Probability of independent events within a specified window So I have an event that can occur on a daily basis with probabilty 1%. There is no dependence between days. Now I can calculate the probabality of the event occuring X times in Y days:
  COMBIN(Y,X) * (0.01 ^ X) * [0.99 ^ (Y - X)]

where COMBIN() is the number of combinations for X in Y. Now what I'd like to calculate is the probablity of X events in any Y window for the last Z days, e.g what is the probability of 5 events occuring in at least one 30 day window during the last 10 years. Any assistance much appreciated.
Thanks  
Note: Original question edited to add "at least" qualifier per MansT suggestion below.
 A: If the days are truly independent as you say then let us denote an event A as X events in any Y day period and denote P(A), the probability of X events in Y days:
P(A) = COMBIN(Y,X) * (0.01 ^ X) * [0.99 ^ (Y - X)]

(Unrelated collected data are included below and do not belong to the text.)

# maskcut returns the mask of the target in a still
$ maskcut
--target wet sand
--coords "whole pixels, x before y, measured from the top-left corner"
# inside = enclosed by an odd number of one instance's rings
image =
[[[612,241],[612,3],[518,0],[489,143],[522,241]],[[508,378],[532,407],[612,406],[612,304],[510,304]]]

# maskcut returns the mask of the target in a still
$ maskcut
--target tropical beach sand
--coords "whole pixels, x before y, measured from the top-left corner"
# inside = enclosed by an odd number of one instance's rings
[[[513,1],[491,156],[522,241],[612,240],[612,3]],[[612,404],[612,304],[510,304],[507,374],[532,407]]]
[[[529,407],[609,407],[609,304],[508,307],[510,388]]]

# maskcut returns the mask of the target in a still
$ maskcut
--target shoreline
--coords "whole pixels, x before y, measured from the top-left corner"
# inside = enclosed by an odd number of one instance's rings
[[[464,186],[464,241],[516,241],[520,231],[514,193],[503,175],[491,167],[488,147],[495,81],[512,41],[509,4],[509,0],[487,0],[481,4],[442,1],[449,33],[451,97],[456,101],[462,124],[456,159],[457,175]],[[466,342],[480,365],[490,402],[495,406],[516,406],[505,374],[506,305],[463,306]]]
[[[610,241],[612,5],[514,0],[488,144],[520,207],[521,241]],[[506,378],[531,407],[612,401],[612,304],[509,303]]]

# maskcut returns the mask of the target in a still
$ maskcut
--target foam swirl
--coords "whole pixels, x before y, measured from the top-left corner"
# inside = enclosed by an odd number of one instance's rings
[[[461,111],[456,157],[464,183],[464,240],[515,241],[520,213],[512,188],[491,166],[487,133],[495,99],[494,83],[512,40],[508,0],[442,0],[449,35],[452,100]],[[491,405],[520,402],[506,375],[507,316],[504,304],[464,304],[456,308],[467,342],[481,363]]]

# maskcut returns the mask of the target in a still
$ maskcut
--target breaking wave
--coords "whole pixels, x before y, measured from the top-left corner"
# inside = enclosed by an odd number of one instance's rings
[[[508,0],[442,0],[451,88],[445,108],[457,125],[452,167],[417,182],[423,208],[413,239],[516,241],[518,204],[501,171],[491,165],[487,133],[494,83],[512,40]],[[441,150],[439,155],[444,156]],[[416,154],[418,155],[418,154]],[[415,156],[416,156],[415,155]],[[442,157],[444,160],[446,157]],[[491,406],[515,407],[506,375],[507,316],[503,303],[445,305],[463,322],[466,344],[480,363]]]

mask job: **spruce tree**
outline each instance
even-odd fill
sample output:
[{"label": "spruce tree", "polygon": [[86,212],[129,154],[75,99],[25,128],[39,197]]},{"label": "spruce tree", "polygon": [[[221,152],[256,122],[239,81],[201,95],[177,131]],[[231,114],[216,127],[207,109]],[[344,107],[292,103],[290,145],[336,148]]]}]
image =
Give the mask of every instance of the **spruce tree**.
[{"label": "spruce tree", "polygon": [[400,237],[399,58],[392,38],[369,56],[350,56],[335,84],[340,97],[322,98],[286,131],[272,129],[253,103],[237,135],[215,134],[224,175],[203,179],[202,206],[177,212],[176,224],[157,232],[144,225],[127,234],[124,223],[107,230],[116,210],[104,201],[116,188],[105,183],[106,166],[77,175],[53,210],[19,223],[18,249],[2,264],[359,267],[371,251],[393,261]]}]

This is true for any Y day window provided the probability of an event occurring is not time dependent.
Then you can apply the Binomial probability again to the event A.  We have to be careful because now the event A is not independent for overlapping windows, i.e. for a window of length 10, the probability of event A on days 1-10 is not independent of days 2-11.  Thus the following is assuming non-overlapping windows to ensure independence.  Now,  because you want the probability of at least one non-overlapping window having an event, it is easier to do:
1 - P(no overlapping windows satisfying event A).
Let n be the number of non-overlapping windows of size Y in time period Z.  Then the probability of X events in a non-overlapping window of size Y over a time period Z is:

1 - COMBIN(n,0) * P(A)^0 * [1-P(A)]^(Y-0)
= 1 - n * [1-P(A)]^Y